Tuesday, November 9, 2010

Waking up in Oakland part 2

I meant to write more later the next day about my weaving drive through downtown Oakland on my way to work. I usually take a blink-and-you'll-miss-it tour of 880N but that day was different.

My car led me past City Hall and through the Oakland Chinatown I know well with Chinese characters on street signs, perched below their English counterparts. I stopped at a red light and glanced at my right to watch middle school kids finish recess on a concrete patch of playground squeezed between buildings and busy streets. Their teacher looked so young himself as he gathered the last basketball and walked the kids out. How far was their main school? The playground wasn't connected and they had to walk on city streets just to get from one class to another?

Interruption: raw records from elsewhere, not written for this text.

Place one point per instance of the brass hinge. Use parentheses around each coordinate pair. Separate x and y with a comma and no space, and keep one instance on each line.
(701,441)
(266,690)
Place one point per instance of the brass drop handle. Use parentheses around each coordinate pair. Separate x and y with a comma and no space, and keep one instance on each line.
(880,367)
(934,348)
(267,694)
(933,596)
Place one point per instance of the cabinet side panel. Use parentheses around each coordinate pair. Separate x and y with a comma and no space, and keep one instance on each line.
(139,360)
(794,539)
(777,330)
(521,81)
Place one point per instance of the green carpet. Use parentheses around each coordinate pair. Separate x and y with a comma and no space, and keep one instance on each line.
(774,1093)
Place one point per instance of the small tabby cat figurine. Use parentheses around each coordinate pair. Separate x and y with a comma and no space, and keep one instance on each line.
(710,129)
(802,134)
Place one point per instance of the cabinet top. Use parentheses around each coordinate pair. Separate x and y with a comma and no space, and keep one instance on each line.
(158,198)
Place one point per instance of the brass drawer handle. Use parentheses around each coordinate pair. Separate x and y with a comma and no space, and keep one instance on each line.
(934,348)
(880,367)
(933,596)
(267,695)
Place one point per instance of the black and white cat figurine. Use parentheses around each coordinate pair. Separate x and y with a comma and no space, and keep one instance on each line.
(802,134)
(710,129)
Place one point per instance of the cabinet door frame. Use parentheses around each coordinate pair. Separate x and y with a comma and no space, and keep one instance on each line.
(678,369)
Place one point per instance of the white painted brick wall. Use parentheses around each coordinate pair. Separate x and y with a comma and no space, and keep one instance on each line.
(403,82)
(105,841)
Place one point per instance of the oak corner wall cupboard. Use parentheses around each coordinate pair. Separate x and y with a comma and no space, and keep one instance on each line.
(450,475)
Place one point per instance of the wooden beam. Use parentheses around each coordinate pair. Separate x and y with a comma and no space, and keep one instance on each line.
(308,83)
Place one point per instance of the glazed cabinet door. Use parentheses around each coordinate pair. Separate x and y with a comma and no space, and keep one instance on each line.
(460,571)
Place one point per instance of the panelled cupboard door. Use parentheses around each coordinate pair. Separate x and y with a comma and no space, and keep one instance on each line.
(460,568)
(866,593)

I drove by Lake Merritt with its famous globe lights dimmed for daylight and moms with strollers leisurely following the lake's gentle curves.

I saw the Fox Theater, the Paramount Theater, Frank Ogawa Plaza, and all the parts that make up my Oakland. Oakland is more than riots or violence or guns or endless parking tickets. Oakland is diversity and a 3.5 mile lake in freakin' downtown and farmer's markets and teachers making a difference every day and social workers healing families and refugees & immigrants & Californians making their home here and churches praising God while serving food to the hungry. Oakland is Joaquin Miller Park and bike coalitions and Children's Hospital and pho & burritos on International Blvd and Bakesale Betty's in Temescal and Arizmendi on Lakeshore.

Oakland is beauty and peace. It is, and we are making it so.